Gastric cancer was characterized by different mucus secretion, in relation to both quantitative and qualitative features. Mucin producing cancers are represented by ring-cell carcinoma and mucinous cancer. Mucin secreting cancer (MUC) in comparison with other histological types of gastric cancer is characterized by greater size, deeper invasion, and higher incidence of lymph node metastasis with higher rate of peritoneal dissemination [10].

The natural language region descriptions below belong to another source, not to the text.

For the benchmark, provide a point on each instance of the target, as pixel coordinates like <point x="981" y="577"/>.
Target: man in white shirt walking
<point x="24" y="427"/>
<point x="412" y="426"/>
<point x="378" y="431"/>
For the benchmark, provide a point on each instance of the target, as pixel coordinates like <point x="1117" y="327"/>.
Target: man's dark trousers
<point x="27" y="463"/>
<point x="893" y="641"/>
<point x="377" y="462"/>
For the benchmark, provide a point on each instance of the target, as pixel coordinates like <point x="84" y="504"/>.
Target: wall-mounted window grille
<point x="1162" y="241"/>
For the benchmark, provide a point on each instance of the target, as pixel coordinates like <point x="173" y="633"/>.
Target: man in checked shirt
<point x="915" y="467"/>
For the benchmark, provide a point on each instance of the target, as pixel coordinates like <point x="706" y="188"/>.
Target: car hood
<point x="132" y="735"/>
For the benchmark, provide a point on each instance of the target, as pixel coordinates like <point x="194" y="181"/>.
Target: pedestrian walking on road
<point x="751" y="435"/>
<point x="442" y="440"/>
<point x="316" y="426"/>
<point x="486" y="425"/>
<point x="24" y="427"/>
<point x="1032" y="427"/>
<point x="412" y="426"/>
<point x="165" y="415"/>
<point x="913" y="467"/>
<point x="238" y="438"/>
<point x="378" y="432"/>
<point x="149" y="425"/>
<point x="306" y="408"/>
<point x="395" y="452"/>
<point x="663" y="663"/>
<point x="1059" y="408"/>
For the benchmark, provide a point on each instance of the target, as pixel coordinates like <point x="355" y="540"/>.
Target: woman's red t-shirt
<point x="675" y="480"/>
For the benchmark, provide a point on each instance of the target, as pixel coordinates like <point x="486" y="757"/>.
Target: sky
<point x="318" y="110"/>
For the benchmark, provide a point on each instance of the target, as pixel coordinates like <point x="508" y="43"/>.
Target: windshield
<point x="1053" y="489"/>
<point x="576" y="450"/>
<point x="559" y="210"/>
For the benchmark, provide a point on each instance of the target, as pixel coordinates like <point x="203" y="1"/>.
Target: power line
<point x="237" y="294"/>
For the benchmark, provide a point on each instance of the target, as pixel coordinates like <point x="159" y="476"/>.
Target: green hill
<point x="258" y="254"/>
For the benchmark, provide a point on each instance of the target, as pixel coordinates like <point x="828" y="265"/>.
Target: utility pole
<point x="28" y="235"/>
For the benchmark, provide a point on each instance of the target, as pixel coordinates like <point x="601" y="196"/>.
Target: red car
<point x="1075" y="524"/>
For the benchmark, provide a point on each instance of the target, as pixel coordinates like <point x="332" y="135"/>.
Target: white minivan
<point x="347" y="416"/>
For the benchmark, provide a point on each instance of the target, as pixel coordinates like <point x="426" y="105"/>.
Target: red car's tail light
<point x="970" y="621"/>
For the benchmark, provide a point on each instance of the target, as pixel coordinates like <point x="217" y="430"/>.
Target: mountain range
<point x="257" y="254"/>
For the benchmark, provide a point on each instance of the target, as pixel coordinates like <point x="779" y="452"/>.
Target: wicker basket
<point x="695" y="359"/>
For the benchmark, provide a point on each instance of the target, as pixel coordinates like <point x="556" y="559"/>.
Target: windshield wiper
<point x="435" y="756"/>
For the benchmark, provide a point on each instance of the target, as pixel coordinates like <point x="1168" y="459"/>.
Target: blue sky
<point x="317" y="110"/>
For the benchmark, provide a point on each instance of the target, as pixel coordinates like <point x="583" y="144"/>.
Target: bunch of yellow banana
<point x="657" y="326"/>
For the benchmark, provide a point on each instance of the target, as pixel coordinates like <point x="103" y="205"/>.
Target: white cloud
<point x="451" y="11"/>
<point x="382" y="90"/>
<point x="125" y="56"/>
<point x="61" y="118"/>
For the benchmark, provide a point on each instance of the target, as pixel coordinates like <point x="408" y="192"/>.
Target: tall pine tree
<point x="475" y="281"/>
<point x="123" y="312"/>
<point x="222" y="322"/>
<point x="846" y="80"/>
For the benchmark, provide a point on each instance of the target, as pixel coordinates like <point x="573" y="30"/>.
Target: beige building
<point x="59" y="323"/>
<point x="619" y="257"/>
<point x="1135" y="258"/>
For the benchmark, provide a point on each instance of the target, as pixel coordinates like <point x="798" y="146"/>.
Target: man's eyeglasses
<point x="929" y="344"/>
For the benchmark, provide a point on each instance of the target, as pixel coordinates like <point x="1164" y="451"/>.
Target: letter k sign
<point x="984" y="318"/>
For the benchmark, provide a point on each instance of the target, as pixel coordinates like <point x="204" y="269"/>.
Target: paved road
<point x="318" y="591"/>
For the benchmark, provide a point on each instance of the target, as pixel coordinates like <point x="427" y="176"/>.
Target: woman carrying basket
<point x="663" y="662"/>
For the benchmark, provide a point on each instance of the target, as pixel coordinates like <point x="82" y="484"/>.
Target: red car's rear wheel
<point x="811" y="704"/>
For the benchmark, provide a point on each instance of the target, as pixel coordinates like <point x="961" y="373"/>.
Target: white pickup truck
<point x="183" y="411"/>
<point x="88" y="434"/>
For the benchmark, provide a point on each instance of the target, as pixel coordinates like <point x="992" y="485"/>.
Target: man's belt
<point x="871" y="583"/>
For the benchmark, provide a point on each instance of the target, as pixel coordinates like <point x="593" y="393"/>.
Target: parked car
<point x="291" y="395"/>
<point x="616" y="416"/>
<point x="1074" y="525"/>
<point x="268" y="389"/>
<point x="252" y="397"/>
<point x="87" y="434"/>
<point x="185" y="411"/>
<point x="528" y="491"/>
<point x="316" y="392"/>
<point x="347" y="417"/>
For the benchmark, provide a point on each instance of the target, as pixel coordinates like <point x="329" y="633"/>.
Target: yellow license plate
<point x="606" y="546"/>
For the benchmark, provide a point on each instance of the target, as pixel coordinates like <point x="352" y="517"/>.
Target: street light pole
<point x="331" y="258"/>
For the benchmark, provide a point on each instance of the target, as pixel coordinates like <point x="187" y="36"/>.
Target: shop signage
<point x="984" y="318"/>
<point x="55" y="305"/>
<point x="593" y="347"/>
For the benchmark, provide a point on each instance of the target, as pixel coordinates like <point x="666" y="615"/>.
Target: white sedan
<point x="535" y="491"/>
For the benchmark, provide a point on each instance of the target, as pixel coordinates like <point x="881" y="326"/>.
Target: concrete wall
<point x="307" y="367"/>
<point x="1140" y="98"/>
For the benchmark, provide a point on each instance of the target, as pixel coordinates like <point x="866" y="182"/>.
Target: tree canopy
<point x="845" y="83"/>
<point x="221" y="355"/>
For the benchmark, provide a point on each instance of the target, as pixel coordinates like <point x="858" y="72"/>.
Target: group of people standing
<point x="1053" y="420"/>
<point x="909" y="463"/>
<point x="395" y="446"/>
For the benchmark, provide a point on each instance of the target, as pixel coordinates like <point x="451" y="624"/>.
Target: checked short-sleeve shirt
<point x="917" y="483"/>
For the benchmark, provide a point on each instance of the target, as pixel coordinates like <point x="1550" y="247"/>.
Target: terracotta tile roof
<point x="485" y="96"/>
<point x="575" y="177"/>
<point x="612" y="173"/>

Cancers with mucus secretion are more often observed in younger patients [7, 10]. In the present study there were no significant differences in MUC incidence by age. Both MUC and other histological types of gastric cancer were more often diagnosed in the age range of 40-60 years. MUC occurred more frequently in women. Other reports were similar [10]. In accessible data the presence of MUC was reported with different frequency, in some papers more often in men or with no significant differences by sex [10, 11].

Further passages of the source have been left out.